5 things you didn't know about ... Java Object Serialization

You thought serialized data was safe? Think again.

Java Object Serialization is so fundamental to Java programming that it's easy to take for granted. But, like many aspects of the Java platform, Serialization rewards those who go digging. In his first article of this new series, Ted Neward gives you five reasons to look twice at the Java Object Serialization API, including tricks (and code) for refactoring, encrypting, and validating serialized data.

Share:

Ted Neward, Principal, Neward & Associates

Ted Neward photoTed Neward is the principal of Neward & Associates, where he consults, mentors, teaches, and presents on Java, .NET, XML Services, and other platforms. He resides near Seattle, Washington.



26 April 2010 (First published 06 April 2010)

Also available in Chinese Russian Japanese Portuguese

A few years ago, while working with a software team writing an application in the Java language, I experienced the benefit of knowing a little more than your average programmer about Java Object Serialization.

About this series

So you think you know about Java programming?
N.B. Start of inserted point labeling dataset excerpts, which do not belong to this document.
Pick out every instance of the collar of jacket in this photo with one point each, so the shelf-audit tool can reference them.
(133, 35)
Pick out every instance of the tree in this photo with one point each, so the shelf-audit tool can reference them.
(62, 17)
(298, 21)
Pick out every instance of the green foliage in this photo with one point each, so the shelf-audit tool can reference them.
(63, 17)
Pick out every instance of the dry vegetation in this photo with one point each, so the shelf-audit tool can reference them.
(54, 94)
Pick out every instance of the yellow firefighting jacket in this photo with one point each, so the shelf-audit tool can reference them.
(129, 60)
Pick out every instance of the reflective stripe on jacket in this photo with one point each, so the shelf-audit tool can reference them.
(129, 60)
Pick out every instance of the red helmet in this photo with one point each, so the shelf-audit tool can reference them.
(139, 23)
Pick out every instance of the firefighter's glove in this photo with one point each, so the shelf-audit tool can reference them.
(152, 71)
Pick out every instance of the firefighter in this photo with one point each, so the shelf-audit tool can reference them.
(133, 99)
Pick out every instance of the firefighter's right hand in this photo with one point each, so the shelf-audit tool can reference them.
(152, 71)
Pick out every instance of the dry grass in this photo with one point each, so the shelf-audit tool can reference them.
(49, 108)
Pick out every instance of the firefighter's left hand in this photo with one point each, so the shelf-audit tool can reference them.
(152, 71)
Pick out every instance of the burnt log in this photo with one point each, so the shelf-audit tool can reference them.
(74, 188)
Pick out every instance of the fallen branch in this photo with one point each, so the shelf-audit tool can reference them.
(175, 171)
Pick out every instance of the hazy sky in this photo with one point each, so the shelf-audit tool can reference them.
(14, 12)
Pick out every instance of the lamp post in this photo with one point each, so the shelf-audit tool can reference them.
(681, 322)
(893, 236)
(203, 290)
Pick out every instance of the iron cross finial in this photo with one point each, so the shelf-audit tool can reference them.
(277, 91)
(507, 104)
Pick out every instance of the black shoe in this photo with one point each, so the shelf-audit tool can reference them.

The fact is, most developers scratch the surface of the Java platform, learning just enough to get the job done. In this series, Ted Neward digs beneath the core functionality of the Java platform to uncover little known facts that could help you solve even the stickiest programming challenges.

A year or so prior, a developer responsible for managing the application's per user settings had decided to store them in a Hashtable, then serialize the Hashtable down to disk for persistence. When a user changed his or her settings, the Hashtable was simply rewritten back to disk.

This was an elegant and open-ended settings system, but it fell apart when the team decided to migrate from Hashtable to HashMap from the Java Collections library.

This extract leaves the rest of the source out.